December 8, 2023

International students lost millions when three private colleges, including M College in Montreal, CDE College in Sherbrooke and CCSQ College, closed in early 2022. Students have not been able to get their tuition back.

Between 500 and 600 students asked the colleges for refunds before the owners filed for creditor protection.

The affected students paid between $10,000 and $15,000, the CBC reported. In another court filing last year, 633 students sought refunds totaling $6.4 million.

It is not clear how many students in total were affected by the closure, but in February of last year, thousands protested in various parts of Canada.

News reports said students were asking for reimbursement when they were denied or unable to obtain study permits due to the pandemic.

McCarthy Tétrault Law Firm has been appointed to represent the students’ interests in the creditor protection process and is now working on the lawsuit.

Before they closed, M College and CDE College were investigated by the Quebec government for what it called “questionable” hiring practices.

Some of the college’s owners have also been investigated by Quebec’s anti-corruption unit for financial irregularities, as reported by CBC News.

McCarthy Tétrault says the Quebec government should have intervened sooner and that the provincial and federal governments are at least partly responsible for the students not being able to get their money back.

A legal firm told CBC News there is a discrepancy between the provincial legislation and what Immigration Canada is asking students to do.

“Education is a provincial and territorial responsibility”

Quebec law says colleges cannot ask for payment in advance until the start of the school year, but the federal government’s website says students must prove they can afford tuition.

“So the students, in order to get a visa, pre-paid for their studies, not knowing it’s not legal in Québec, and today they’re waiting to be reimbursed,” McCarthy Tétrault partner Alain Tardif told CBC News.
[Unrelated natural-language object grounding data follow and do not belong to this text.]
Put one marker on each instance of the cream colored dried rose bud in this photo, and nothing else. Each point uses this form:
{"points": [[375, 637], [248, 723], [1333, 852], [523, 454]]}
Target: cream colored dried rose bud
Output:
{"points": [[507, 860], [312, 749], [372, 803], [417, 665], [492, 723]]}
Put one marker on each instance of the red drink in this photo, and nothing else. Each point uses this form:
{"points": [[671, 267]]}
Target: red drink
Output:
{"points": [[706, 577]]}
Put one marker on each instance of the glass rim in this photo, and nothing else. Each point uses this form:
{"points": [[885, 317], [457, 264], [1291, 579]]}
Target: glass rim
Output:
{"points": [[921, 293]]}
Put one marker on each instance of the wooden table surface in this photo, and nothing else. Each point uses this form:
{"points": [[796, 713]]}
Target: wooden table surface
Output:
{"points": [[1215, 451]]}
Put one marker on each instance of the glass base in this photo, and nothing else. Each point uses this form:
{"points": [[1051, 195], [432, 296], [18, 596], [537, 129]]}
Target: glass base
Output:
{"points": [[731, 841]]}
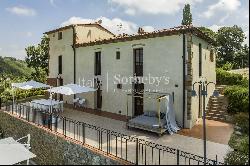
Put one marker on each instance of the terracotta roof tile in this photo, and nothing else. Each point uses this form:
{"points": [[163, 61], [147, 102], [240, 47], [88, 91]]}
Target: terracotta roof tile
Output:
{"points": [[70, 26], [145, 35]]}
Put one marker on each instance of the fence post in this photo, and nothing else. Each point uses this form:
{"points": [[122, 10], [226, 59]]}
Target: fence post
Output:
{"points": [[83, 133], [137, 151], [178, 157], [216, 160]]}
“For us, the federal government—you made those students do something they shouldn’t have done.

A hearing at the Quebec Supreme Court was set for March 27 at the Montreal courthouse.

PIE News contacted the Québec government for comment but did not receive a response.
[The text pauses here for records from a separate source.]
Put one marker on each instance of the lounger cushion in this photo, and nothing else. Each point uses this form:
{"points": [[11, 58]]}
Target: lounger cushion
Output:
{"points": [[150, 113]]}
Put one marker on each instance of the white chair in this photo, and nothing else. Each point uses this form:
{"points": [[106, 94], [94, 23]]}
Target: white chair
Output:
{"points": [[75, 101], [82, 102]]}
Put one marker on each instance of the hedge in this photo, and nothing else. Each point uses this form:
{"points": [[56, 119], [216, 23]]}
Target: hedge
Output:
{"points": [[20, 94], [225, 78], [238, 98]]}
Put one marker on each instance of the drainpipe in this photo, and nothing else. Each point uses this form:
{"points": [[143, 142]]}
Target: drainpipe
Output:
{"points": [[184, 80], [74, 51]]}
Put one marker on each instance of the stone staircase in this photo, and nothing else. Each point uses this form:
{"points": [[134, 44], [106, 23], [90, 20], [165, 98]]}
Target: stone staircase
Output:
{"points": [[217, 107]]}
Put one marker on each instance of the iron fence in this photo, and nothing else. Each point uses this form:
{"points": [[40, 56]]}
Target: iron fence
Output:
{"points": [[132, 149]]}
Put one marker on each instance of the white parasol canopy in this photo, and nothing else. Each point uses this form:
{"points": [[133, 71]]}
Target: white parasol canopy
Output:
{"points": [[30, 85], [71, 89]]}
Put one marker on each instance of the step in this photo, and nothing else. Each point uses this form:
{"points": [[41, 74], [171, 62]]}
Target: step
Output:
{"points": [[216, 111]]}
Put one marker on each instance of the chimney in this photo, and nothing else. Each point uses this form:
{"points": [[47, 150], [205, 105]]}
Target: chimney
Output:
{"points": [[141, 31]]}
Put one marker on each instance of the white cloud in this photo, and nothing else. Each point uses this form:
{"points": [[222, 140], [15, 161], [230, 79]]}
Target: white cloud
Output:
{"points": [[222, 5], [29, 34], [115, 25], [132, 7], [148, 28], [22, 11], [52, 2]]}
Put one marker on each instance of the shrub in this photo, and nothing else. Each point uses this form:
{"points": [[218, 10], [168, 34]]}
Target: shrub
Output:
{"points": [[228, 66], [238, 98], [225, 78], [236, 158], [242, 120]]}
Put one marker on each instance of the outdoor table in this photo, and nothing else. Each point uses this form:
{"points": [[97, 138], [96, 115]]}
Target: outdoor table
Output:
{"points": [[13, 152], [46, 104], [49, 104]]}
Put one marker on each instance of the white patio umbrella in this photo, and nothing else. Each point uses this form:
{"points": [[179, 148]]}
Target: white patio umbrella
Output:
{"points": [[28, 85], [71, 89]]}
IRCC told The PIE that the Canadian government knows that international students have a “tremendous economic, cultural and social contribution to Canada.”
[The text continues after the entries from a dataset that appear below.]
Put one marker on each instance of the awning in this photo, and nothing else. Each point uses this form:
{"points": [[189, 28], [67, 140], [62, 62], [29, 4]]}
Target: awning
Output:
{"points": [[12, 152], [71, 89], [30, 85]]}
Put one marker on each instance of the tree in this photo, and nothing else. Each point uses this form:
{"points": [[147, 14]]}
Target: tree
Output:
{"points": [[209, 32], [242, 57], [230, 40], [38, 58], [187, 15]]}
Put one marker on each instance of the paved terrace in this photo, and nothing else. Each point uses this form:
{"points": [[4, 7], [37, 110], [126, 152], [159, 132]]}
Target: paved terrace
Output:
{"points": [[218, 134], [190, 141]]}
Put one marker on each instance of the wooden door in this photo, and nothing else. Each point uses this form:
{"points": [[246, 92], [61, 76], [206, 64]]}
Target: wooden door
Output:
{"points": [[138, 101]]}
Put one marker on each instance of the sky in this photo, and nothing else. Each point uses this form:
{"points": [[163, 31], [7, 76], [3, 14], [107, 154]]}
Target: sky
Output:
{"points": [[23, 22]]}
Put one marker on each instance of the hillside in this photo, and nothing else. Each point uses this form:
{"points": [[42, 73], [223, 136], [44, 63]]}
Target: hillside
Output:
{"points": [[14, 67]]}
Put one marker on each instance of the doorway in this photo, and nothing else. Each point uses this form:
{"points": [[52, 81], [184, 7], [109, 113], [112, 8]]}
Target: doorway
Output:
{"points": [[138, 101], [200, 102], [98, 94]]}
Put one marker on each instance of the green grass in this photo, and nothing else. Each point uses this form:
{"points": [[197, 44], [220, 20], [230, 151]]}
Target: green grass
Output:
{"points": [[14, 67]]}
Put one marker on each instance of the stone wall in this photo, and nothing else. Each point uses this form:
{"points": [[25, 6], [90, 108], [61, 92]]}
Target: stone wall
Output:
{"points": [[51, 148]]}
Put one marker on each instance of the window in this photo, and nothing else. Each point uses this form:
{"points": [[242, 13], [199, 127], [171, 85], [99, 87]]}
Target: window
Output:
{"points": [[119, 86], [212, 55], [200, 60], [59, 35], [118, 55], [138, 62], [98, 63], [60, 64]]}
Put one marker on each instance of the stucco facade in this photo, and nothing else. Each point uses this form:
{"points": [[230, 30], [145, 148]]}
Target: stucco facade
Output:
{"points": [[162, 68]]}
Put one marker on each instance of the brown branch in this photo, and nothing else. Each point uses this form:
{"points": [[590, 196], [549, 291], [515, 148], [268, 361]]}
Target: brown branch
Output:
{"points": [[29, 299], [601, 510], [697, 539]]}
“Education is a provincial and territorial responsibility. Educational institutions are approved by their provincial or territorial government to host international students. Provinces and territories inform IRCC which institutions are designated to accept international students,” the spokesperson said.

The spokesperson explained that a prospective student intending to study in Québec must first apply for confirmation of acceptance to Québec before they can apply for a study permit from IRCC.

“It is important to note that international students do not have to pay for their tuition fees in advance.

“In order to obtain a study permit, they must demonstrate that they have enough money to pay for tuition fees, living expenses for themselves and any family members coming to Canada with them, and return transportation for themselves and any family members to Canada. .

“It is important to note that international students do not have to pay for tuition fees in advance.”

“In general, a study permit holder is expected to remain enrolled at their school and continue to complete their program in Canada.”

A spokeswoman said a study permit holder affected by the school closure was considered to be on “authorised leave”. While the holder of the study permit is on vacation due to the closure of the school, he is not entitled to use the work permit to work on or off campus.

IRCC said students are expected to resume their studies at another institution, apply for a different status (ie, as a worker or visitor) or leave Canada in most cases within 150 days of school closure.

“Foreigners with a valid study permit at the post-secondary level can change schools without having to apply for a new study permit,” the spokeswoman added.

Practices at some private colleges in Canada have recently come under the spotlight.

A charity said private colleges in British Columbia are using “unethical business practices” to deny refunds to international students.